In order to limit potential transfer bias due to patients leaving or joining the data set during the follow-up period, only patients with continuous database enrollment for at least 2 years after arthroplasty were included. As such, to capture a 3-year preoperative period of fragility fracture history and a 2-year follow-up for evaluating complications, only primary THAs performed on patients aged 50 years and older between January 1, 2013, and December 31, 2017, were included in the analysis. In order to ensure complications tied to the index THA, patients with contralateral hip surgery including but not limited to THA, hemiarthroplasty, and conversion to THA during the 2-year follow-up were excluded. Patients with metastatic cancer, infectious indications, contraindications to first-line pharmacotherapy for osteoporosis (eg, Roux-en-Y bypass for bisphosphonates), and various metabolic diseases that predispose to low bone density were excluded. In addition, to capture only elective THA cases, patients with a hip fracture claim within 30 days before or on the same day as THA were excluded. A complete list of codes used to define inclusion/exclusion criteria is available in Supplemental Table 1.

Rates of postoperative complications after THA were compared for (1) patients with and without a prior fragility fracture, and (2) among patients with a prior fragility fracture, patients with and without osteoporosis treatment before THA. Complications assessed included periprosthetic fracture, all-cause revision joint arthroplasty, and fragility fractures at 1 and 2 years postoperatively. Fragility fractures during the follow-up period were defined using the same criteria as preoperative fractures.

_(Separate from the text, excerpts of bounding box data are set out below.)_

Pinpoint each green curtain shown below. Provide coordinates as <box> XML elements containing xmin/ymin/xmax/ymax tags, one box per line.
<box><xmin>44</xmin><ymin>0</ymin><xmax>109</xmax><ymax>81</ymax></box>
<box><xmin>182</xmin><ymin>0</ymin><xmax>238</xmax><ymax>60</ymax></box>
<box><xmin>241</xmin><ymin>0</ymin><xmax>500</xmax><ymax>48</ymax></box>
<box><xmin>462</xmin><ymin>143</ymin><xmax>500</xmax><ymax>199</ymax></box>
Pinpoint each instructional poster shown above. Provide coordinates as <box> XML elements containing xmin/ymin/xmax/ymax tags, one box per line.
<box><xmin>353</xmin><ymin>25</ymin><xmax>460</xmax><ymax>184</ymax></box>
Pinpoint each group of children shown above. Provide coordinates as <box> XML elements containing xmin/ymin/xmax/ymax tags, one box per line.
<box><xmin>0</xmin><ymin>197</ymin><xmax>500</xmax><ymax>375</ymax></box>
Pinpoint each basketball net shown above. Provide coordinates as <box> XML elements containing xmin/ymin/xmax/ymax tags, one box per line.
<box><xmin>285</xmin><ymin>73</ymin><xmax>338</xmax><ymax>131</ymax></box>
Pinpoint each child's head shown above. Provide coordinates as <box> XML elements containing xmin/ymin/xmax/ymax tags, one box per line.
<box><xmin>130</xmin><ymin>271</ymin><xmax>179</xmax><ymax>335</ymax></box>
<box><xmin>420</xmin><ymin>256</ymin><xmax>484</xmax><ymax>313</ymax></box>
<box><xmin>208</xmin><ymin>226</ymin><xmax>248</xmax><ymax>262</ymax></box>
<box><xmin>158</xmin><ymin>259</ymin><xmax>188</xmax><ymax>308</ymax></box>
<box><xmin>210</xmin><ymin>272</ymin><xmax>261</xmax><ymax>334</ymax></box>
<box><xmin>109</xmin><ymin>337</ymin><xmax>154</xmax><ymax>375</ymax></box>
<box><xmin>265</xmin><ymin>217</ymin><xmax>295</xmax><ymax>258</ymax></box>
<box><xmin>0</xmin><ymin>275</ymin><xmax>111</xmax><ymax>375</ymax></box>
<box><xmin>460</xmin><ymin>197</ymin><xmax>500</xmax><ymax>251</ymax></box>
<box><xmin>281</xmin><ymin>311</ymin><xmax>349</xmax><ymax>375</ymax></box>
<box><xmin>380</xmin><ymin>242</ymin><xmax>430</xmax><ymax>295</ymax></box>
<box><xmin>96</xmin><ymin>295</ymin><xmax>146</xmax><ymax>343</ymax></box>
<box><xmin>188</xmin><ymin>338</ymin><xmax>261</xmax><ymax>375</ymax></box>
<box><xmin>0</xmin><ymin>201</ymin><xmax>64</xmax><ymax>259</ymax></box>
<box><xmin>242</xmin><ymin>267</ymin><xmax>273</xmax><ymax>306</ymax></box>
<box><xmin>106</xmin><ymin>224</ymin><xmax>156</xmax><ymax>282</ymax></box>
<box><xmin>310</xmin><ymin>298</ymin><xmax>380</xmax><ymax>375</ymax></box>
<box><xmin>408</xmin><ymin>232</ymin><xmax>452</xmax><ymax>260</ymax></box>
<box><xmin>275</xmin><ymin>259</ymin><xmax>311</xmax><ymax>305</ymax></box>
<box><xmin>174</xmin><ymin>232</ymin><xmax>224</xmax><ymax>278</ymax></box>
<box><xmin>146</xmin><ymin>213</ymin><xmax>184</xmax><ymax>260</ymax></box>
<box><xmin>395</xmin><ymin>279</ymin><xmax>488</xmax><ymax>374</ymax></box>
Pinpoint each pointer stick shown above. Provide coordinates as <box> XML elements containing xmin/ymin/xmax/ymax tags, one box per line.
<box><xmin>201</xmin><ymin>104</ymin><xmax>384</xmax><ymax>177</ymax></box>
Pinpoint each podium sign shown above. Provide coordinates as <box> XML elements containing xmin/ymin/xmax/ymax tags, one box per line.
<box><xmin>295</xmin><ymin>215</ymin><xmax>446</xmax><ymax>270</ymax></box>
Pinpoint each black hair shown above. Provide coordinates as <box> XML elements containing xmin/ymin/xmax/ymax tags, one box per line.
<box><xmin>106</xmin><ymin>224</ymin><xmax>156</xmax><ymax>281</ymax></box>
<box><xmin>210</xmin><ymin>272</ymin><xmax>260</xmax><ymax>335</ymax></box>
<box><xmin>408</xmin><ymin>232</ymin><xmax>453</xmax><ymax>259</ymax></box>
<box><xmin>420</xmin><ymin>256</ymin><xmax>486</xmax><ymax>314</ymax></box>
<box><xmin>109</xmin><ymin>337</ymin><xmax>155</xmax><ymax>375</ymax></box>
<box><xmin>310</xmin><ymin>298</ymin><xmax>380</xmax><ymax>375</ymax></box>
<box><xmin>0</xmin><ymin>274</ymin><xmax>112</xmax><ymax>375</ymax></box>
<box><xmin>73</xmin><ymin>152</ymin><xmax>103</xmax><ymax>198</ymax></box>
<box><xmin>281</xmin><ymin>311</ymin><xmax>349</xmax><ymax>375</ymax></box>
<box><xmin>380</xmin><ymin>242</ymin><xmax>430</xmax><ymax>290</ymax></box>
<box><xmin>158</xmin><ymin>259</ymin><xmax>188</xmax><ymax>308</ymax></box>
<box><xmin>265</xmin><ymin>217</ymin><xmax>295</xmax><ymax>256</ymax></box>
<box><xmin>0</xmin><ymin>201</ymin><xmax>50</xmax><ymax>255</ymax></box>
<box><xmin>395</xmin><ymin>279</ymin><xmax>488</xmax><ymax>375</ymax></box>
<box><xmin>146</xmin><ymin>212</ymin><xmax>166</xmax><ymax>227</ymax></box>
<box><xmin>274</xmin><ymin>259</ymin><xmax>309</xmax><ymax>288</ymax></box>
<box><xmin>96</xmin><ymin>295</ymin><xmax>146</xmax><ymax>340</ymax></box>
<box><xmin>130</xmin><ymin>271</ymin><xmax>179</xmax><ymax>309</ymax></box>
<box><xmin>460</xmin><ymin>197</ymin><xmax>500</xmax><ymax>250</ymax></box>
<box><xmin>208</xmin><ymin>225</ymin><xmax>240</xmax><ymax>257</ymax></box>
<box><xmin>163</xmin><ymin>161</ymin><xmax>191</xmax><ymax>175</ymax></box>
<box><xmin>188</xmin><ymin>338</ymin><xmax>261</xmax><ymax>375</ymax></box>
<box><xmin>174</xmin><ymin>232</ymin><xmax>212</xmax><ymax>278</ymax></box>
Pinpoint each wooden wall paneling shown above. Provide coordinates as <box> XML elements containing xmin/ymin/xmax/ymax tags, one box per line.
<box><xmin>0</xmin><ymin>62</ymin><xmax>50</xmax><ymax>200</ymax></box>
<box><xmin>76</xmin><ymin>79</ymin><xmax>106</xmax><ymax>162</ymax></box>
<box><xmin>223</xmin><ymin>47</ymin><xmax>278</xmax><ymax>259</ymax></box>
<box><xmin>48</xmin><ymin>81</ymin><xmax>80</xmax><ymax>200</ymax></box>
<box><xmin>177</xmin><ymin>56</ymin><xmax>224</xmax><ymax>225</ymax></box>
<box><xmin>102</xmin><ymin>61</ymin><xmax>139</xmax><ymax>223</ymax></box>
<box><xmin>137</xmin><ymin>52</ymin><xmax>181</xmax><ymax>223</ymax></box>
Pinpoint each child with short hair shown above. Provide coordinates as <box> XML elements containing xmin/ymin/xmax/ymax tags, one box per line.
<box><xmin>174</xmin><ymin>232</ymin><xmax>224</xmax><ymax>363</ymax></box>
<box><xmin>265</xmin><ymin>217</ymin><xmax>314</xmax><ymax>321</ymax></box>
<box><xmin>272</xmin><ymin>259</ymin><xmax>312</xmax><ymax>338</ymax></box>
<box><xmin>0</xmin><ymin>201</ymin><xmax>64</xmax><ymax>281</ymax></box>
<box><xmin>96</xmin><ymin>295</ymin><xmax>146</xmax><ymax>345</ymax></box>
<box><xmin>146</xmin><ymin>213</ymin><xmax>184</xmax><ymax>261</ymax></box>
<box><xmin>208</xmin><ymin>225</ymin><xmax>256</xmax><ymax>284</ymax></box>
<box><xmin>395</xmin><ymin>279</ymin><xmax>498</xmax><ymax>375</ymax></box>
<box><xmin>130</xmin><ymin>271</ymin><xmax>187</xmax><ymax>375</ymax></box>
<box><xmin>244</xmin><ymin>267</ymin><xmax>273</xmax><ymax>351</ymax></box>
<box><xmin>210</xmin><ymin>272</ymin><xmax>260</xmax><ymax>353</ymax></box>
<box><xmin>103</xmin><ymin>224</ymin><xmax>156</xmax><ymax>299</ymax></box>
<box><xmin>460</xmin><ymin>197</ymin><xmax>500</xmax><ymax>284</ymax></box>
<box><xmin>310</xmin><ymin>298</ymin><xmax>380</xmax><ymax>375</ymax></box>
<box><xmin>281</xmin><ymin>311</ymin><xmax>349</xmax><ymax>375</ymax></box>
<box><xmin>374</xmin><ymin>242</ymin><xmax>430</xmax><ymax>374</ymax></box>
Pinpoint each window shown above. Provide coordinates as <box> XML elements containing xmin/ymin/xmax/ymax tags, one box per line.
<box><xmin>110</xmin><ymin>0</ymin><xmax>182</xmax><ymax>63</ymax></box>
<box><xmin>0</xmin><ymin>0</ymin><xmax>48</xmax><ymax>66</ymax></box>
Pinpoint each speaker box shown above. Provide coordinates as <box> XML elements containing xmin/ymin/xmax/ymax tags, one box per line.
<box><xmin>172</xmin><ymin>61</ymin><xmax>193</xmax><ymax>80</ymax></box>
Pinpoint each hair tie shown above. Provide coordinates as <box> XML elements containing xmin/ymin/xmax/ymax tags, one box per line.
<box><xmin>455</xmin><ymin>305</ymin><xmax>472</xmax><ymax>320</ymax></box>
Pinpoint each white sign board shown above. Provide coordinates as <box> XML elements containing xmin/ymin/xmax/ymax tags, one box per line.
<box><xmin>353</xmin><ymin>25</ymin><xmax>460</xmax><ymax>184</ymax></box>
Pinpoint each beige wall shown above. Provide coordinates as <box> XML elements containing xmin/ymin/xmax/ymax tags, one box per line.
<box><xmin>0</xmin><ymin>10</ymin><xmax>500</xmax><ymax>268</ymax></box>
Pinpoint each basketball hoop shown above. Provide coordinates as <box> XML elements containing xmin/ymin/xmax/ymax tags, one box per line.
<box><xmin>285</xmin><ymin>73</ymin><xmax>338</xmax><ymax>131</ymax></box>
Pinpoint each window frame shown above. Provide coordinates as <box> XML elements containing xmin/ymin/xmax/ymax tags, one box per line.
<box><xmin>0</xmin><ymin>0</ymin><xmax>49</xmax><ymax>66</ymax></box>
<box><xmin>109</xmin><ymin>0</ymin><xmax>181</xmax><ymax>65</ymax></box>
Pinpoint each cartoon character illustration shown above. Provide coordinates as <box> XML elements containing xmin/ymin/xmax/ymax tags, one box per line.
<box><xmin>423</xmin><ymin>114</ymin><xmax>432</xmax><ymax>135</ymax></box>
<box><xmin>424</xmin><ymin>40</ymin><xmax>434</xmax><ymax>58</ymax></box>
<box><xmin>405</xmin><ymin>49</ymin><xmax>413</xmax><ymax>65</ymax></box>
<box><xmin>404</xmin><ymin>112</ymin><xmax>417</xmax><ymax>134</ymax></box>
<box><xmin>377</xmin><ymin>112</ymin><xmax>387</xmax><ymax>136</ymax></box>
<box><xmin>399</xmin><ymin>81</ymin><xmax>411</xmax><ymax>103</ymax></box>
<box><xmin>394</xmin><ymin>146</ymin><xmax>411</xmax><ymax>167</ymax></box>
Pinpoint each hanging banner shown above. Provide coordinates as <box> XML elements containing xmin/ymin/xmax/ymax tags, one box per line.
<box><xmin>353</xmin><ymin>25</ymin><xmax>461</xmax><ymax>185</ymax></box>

The diagnostic and procedural codes used to define each complication are available in Supplemental Table 2.

Supplemental Table 2

Codes used to define complications.

Complication	Code(s)
Periprosthetic fracture	ICD-9-D-99644, ICD-10-D-M9701XA, ICD-10-D-M9702XA, ICD-10-D-T84040A, ICD-10-D-T84041A
Fragility fractures	See Supplemental Table 1
Revision THA	CPT-27134, CPT-27137, CPT-27138

Statistical analysis

Statistical analyses were performed using R statistical software (R Project for Statistical Computing, Vienna, Austria) integrated within the PearlDiver software with an α level set to 0.05. Baseline demographic and clinical characteristics were obtained for all patients, including age, sex distribution, body mass index (BMI), insurance plan type, United States region, average Elixhauser Comorbidity Index score, and major comorbidities. Categorical variables were compared with chi-square analysis, and continuous variables were compared with Welch’s t test or the Mann-Whitney U test.

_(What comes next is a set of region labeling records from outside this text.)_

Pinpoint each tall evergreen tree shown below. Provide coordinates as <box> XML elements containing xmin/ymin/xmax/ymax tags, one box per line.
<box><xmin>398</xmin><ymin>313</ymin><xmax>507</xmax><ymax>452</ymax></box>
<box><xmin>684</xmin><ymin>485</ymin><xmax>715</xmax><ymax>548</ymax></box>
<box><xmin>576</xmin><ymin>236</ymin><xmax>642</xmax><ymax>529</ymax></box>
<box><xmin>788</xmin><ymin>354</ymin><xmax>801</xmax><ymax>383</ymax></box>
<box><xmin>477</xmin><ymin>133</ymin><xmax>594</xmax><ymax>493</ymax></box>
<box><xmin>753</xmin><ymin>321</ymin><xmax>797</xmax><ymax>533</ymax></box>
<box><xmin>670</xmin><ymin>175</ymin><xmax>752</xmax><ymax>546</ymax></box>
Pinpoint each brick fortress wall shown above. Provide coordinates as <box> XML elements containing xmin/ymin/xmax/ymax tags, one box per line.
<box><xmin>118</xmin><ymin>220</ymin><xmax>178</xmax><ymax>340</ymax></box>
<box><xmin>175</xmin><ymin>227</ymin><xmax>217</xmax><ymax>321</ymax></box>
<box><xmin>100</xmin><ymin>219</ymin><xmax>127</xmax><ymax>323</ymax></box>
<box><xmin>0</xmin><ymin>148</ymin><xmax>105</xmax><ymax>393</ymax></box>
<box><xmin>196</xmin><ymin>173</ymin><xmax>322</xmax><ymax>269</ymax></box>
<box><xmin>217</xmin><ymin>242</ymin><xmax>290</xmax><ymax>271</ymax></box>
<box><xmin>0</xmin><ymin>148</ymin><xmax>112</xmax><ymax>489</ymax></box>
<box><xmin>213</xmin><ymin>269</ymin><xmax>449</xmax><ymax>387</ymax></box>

For comparing outcomes among patients with and without a prior fragility fracture, propensity score matching was performed using a logistic regression model accounting for the following clinical variables: age, gender, insurance plan type, US region, diabetes mellitus, tobacco use, rheumatoid arthritis, chronic kidney disease, and dementia. Propensity scores represent the conditional probability of assignment to a “test” group and can be used to control for multiple observed covariates that are associated with both the exposure and outcome. The propensity score was used to match patients with a prior fragility fracture and patients with no fracture history using a fixed 1:1 ratio and a caliper of 0.20 to achieve nearest neighbor matching without replacement. Rates of postoperative complications were compared with multivariable logistic regression controlling for age, gender, Elixhauser Comorbidity Index score, and baseline diagnoses of rheumatoid arthritis, osteoporosis, and dementia to calculate adjusted odds ratios with corresponding 95% confidence intervals.

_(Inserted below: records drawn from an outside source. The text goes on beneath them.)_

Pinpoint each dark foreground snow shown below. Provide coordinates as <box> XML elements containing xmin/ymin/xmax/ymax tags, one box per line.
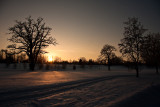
<box><xmin>0</xmin><ymin>64</ymin><xmax>160</xmax><ymax>107</ymax></box>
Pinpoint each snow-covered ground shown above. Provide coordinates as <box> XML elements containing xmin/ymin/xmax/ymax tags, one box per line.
<box><xmin>0</xmin><ymin>64</ymin><xmax>160</xmax><ymax>107</ymax></box>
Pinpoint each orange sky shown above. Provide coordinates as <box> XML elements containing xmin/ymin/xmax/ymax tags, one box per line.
<box><xmin>0</xmin><ymin>0</ymin><xmax>160</xmax><ymax>60</ymax></box>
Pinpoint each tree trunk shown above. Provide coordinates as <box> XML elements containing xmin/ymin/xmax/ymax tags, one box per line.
<box><xmin>108</xmin><ymin>56</ymin><xmax>111</xmax><ymax>71</ymax></box>
<box><xmin>136</xmin><ymin>64</ymin><xmax>139</xmax><ymax>78</ymax></box>
<box><xmin>29</xmin><ymin>55</ymin><xmax>35</xmax><ymax>71</ymax></box>
<box><xmin>156</xmin><ymin>65</ymin><xmax>159</xmax><ymax>74</ymax></box>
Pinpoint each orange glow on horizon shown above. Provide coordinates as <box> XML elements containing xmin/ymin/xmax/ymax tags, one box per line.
<box><xmin>48</xmin><ymin>56</ymin><xmax>53</xmax><ymax>62</ymax></box>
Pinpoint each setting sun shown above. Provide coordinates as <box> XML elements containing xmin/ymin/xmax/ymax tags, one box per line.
<box><xmin>48</xmin><ymin>56</ymin><xmax>53</xmax><ymax>62</ymax></box>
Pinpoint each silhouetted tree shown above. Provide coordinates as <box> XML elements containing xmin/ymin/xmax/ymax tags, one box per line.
<box><xmin>8</xmin><ymin>16</ymin><xmax>57</xmax><ymax>70</ymax></box>
<box><xmin>101</xmin><ymin>44</ymin><xmax>116</xmax><ymax>70</ymax></box>
<box><xmin>79</xmin><ymin>57</ymin><xmax>87</xmax><ymax>69</ymax></box>
<box><xmin>118</xmin><ymin>18</ymin><xmax>146</xmax><ymax>77</ymax></box>
<box><xmin>141</xmin><ymin>33</ymin><xmax>160</xmax><ymax>74</ymax></box>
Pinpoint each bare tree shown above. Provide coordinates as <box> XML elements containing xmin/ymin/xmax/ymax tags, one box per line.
<box><xmin>8</xmin><ymin>16</ymin><xmax>57</xmax><ymax>70</ymax></box>
<box><xmin>101</xmin><ymin>44</ymin><xmax>116</xmax><ymax>70</ymax></box>
<box><xmin>141</xmin><ymin>33</ymin><xmax>160</xmax><ymax>74</ymax></box>
<box><xmin>118</xmin><ymin>18</ymin><xmax>146</xmax><ymax>77</ymax></box>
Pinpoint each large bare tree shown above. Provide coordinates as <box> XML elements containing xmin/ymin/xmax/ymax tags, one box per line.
<box><xmin>8</xmin><ymin>16</ymin><xmax>57</xmax><ymax>70</ymax></box>
<box><xmin>100</xmin><ymin>44</ymin><xmax>116</xmax><ymax>70</ymax></box>
<box><xmin>118</xmin><ymin>17</ymin><xmax>146</xmax><ymax>77</ymax></box>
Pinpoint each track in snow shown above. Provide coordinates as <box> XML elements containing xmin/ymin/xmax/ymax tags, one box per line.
<box><xmin>0</xmin><ymin>75</ymin><xmax>134</xmax><ymax>106</ymax></box>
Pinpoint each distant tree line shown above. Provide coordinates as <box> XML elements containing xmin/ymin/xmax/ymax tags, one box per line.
<box><xmin>0</xmin><ymin>16</ymin><xmax>160</xmax><ymax>77</ymax></box>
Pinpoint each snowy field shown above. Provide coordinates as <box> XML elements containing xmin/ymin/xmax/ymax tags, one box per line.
<box><xmin>0</xmin><ymin>64</ymin><xmax>160</xmax><ymax>107</ymax></box>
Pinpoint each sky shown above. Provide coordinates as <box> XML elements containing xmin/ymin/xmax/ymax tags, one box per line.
<box><xmin>0</xmin><ymin>0</ymin><xmax>160</xmax><ymax>60</ymax></box>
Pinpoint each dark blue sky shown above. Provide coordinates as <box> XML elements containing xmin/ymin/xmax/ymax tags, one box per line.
<box><xmin>0</xmin><ymin>0</ymin><xmax>160</xmax><ymax>59</ymax></box>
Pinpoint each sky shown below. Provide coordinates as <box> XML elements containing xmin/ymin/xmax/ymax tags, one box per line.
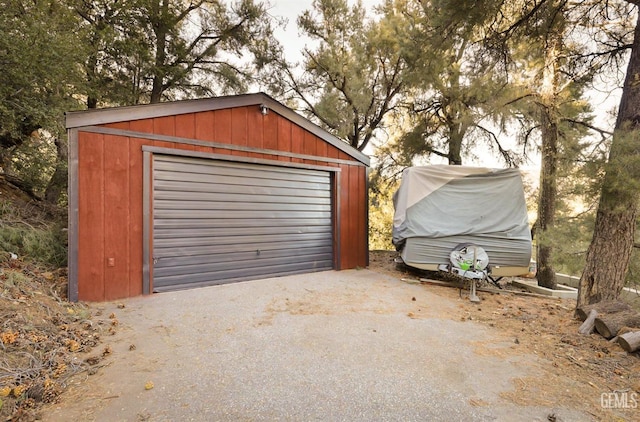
<box><xmin>269</xmin><ymin>0</ymin><xmax>380</xmax><ymax>61</ymax></box>
<box><xmin>262</xmin><ymin>0</ymin><xmax>621</xmax><ymax>172</ymax></box>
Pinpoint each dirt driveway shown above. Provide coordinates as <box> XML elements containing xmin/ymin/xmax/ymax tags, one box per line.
<box><xmin>43</xmin><ymin>270</ymin><xmax>592</xmax><ymax>421</ymax></box>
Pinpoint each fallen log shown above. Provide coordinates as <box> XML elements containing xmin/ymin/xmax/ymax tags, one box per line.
<box><xmin>576</xmin><ymin>300</ymin><xmax>631</xmax><ymax>321</ymax></box>
<box><xmin>618</xmin><ymin>331</ymin><xmax>640</xmax><ymax>353</ymax></box>
<box><xmin>578</xmin><ymin>309</ymin><xmax>598</xmax><ymax>335</ymax></box>
<box><xmin>595</xmin><ymin>311</ymin><xmax>640</xmax><ymax>339</ymax></box>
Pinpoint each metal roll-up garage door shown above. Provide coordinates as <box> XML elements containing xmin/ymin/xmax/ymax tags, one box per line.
<box><xmin>153</xmin><ymin>155</ymin><xmax>333</xmax><ymax>291</ymax></box>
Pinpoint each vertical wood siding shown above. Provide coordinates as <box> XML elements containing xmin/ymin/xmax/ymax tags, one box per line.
<box><xmin>78</xmin><ymin>107</ymin><xmax>368</xmax><ymax>301</ymax></box>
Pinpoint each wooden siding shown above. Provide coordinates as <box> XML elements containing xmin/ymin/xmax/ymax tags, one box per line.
<box><xmin>77</xmin><ymin>107</ymin><xmax>368</xmax><ymax>301</ymax></box>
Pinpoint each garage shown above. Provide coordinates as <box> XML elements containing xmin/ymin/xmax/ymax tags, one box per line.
<box><xmin>66</xmin><ymin>93</ymin><xmax>369</xmax><ymax>301</ymax></box>
<box><xmin>153</xmin><ymin>155</ymin><xmax>333</xmax><ymax>292</ymax></box>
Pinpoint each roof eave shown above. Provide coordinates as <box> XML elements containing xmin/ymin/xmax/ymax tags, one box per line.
<box><xmin>65</xmin><ymin>92</ymin><xmax>371</xmax><ymax>166</ymax></box>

Matching was not performed for the secondary analysis of osteoporosis treatment before joint replacement because of small sample sizes of the treatment cohorts, which would prevent adequate statistical power from being achieved. Rates of postoperative complications for patients with vs without osteoporosis treatment before THA were compared with multivariable logistic regression controlling for the same variables mentioned previously. Post hoc power analyses were performed for the primary and secondary outcomes to assess power at an α of 0.05.

Results

A total of 169,766 patients who underwent THA met all inclusion criteria (Fig. 1). Within this cohort, 2189 (1.3%) patients had a prior fragility fracture in the last 3 years while 167,577 (98.7%) patients did not. There were considerable baseline demographic differences between the patient populations with vs without prior fragility fractures, including average age, patient sex distribution, region, plan type, and prevalence of major comorbidities (Table 1). Following 1:1 propensity score matching, 2188 patients were assigned to each cohort. Matching eliminated much of the baseline differences yielding comparable base populations. Despite matching, a significantly greater proportion of patients with a prior fragility fracture had a diagnosis of dementia (2.5% vs 1.1%, P < .001). Other baseline diagnoses significantly more prevalent in the cohort with a prior fragility fracture after matching included osteoporosis diagnoses (24.9% vs 6.3%, P < .001) and vitamin D deficiency (23.7% vs 18.7%, P < .001).

Figure 1

Flowchart showing identification of base unmatched THA cohorts. FF, fragility fracture.

Table 1

Baseline demographic data for unmatched and matched THA cohorts.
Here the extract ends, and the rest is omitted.